Two former Anthropic researchers are betting $200 million that open-source AI can outpace the big labs at their own game.
Two former Anthropic researchers are betting $200 million that open-source AI can outpace the big labs at their own game.

Mirendil, an AI startup founded by veterans of Anthropic and Google, raised $200 million in seed funding at a $1 billion valuation from Andreessen Horowitz, Kleiner Perkins and Nvidia to build self-improving AI tools for scientists.
"What we are doing is kind of AI for AI for science, as opposed to AI for science," Behnam Neyshabur, Mirendil's chief executive and co-founder, said in an interview. He cited creating a model that can predict a person's risk of developing Alzheimer's disease as one way a customer might use the company's future tools.
The 20-person team includes co-founders Harsh Mehta, Shayan Salehian — an early member of xAI — and Tara Rezaei, an MIT graduate. Neyshabur and Mehta met in 2019 at Google before moving to Anthropic in late 2024 and departing in December 2025, shortly after the launch of Claude Opus 4.5. The startup plans to release a model and product in the coming months.
The bet is that big labs like Anthropic, which now writes more than 80 percent of its own code using Claude, will remain "rational economic actors" in restricting competitors from using their models for AI development, creating a structural opening for an independent player, according to Matt Bornstein, an investor at Andreessen Horowitz.
The Competitive Gap in Self-Improving AI
Anthropic's terms of service prohibit using its tools to develop "any products or services that compete with our Services." The company said its policies were standard among major model providers and help prevent foreign adversaries from eroding the U.S. lead in frontier AI. When Anthropic recently released Fable 5, a safety-constrained version of its Mythos model, it also degraded responses to some questions about AI development without notifying users — a practice critics called anticompetitive. The company later made those safeguards visible and subsequently suspended access to both Fable 5 and Mythos 5 indefinitely after the Trump administration imposed export controls.

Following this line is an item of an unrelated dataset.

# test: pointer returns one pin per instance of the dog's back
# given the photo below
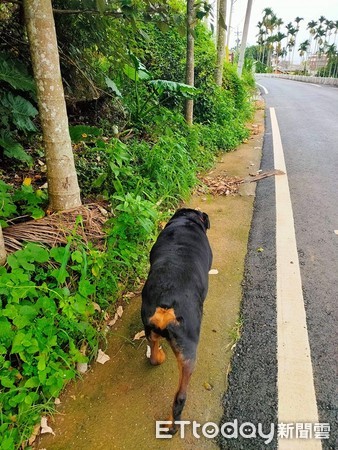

Neyshabur and Mehta see recursive self-improvement — using AI to help build more advanced AI — as the "shortest path" to accelerating science. Some AI safety researchers have warned that models rewriting their own code without human oversight could lead to capabilities growing rapidly beyond human control. "I don't buy it when people just say, oh, this is not possible," Neyshabur said. "It's just a difficult problem."
Why Investors Are Betting Big on Open-Source AI Research
The $200 million seed round — one of the largest in AI history — places Mirendil alongside other newly formed labs attracting massive capital before launching commercial products. Safe Superintelligence, founded by former OpenAI chief scientist Ilya Sutskever, raised roughly $1 billion in 2024 at a $5 billion valuation. Thinking Machines Lab, led by former OpenAI chief technology officer Mira Murati, secured a $2 billion commitment from investors.
Nvidia's participation signals strategic interest in ensuring its GPUs power the next wave of AI research workloads. The chip maker has been investing in AI startups to drive demand for its hardware, which is used to train and run advanced models.
"We want a future where thousands of labs exist in the world, each of them attacking these important problems of our time," Neyshabur said. "We want to be the one that empowers others to go solve these problems."
Mirendil currently operates out of an office in downtown San Francisco. The company has not disclosed revenue, product details or technical specifications for its technology.
This article is for informational purposes only and does not constitute investment advice.